REPUTEDLY one of the best choirs in the world, the Estonian Philharmonic Chamber Choir and their conductor Paul Hillier alone would be reason enough to step out on a Sunday evening. But with the acclaimed UK-based vocal ensemble the Orlando Consort also on the bill, Greyfriars Kirk was packed with choral enthusiasts.


Hillier, founder of the superb Hilliard Ensemble and artistic director of the EPCC for the past six years, has brought his phenomenal experience to bear on this excellent group of singers. This was most evident in the complex and challenging Scattered Rhymes by the young British composer Tarik O’Regan.

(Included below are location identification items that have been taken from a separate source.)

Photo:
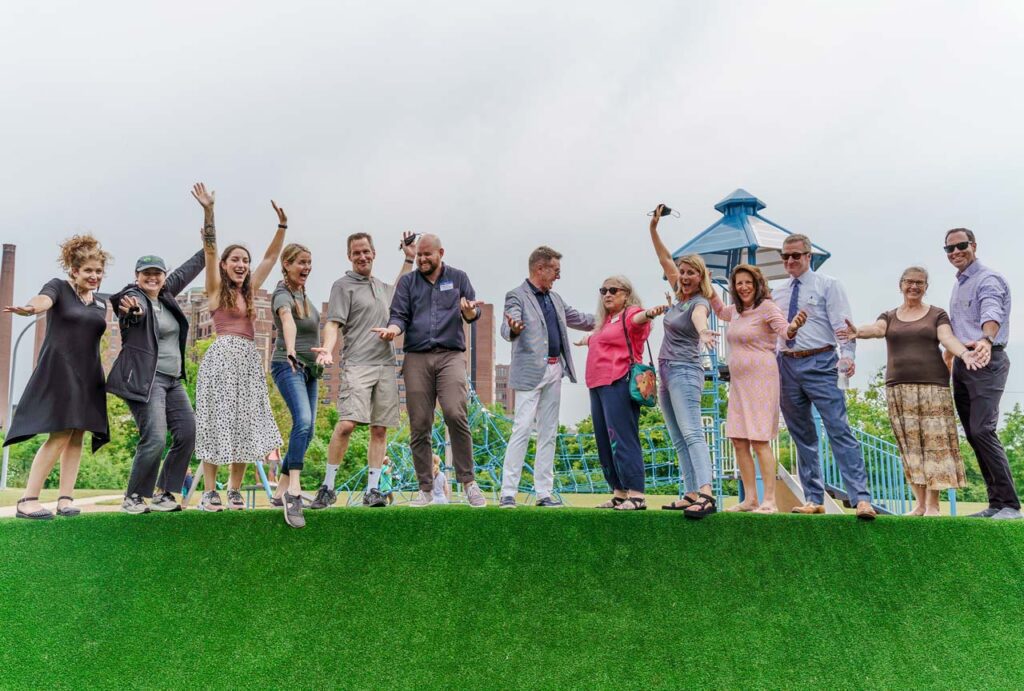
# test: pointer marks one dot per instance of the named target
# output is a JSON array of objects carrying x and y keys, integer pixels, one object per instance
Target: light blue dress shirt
[{"x": 827, "y": 308}]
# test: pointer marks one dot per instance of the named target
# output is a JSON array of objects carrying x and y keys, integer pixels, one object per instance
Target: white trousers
[{"x": 538, "y": 406}]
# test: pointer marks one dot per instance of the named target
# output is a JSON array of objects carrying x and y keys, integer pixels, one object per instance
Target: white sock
[
  {"x": 373, "y": 478},
  {"x": 329, "y": 475}
]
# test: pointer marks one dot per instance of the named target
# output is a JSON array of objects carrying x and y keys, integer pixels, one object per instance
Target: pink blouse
[{"x": 607, "y": 356}]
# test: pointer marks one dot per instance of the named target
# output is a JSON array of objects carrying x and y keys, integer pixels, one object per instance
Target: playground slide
[{"x": 788, "y": 493}]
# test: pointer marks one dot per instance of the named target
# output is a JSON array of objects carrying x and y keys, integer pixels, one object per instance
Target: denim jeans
[
  {"x": 299, "y": 392},
  {"x": 679, "y": 391},
  {"x": 168, "y": 408}
]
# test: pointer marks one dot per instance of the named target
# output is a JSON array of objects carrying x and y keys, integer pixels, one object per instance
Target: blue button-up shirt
[
  {"x": 550, "y": 318},
  {"x": 980, "y": 295},
  {"x": 827, "y": 309},
  {"x": 428, "y": 313}
]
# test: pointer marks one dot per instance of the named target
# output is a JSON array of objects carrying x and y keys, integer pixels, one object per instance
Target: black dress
[{"x": 67, "y": 390}]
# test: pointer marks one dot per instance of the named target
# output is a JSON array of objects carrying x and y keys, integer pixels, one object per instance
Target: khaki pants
[{"x": 432, "y": 378}]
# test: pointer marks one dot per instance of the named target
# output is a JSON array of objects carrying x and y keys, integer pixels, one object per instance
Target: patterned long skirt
[
  {"x": 233, "y": 422},
  {"x": 922, "y": 416}
]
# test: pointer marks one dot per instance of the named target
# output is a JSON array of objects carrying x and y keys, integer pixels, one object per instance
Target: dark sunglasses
[{"x": 958, "y": 246}]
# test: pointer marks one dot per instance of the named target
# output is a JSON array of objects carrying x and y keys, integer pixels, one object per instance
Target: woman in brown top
[{"x": 921, "y": 405}]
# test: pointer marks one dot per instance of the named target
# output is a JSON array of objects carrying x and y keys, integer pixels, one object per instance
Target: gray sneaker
[
  {"x": 325, "y": 498},
  {"x": 165, "y": 502},
  {"x": 475, "y": 495},
  {"x": 293, "y": 510},
  {"x": 1007, "y": 514},
  {"x": 134, "y": 505},
  {"x": 374, "y": 498},
  {"x": 423, "y": 499}
]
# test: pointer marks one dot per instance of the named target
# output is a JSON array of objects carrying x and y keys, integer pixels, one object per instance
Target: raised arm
[
  {"x": 273, "y": 251},
  {"x": 664, "y": 256},
  {"x": 209, "y": 234}
]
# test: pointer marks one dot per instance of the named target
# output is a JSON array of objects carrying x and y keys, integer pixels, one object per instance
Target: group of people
[{"x": 778, "y": 362}]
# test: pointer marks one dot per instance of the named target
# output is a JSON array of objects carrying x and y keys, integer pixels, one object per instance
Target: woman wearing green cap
[{"x": 150, "y": 375}]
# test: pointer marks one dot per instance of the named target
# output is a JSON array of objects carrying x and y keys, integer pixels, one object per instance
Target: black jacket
[{"x": 135, "y": 369}]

Intertwining an eclectic selection of sources – Petrarch and an anonymous 14th-century English poet for the texts and fragments of a mass by Guillaume de Machaut, the most influential composer of the Middle Ages – O’Regan wove the most magical and beguiling spell with the voices, delicately overlapping and layering the vocal lines of the consort quartet and choir, and building them up to produce the most brilliant and stunning sound: in particular the pulsing effect he created, almost like an echo in stereo and ideally suited to the Greyfriars acoustic.


Gavin Bryars’s haunting Super Flumina, inspired by the legend of St Mary’s Abbey in York, sung by the Orlando Consort, also filled the space beautifully whilst Rakhmaninov’s deeply spiritual All-Night Vigil, one of the main feasts of the Orthodox Church, was perfect material for the EPCC’s rich, mellow voices.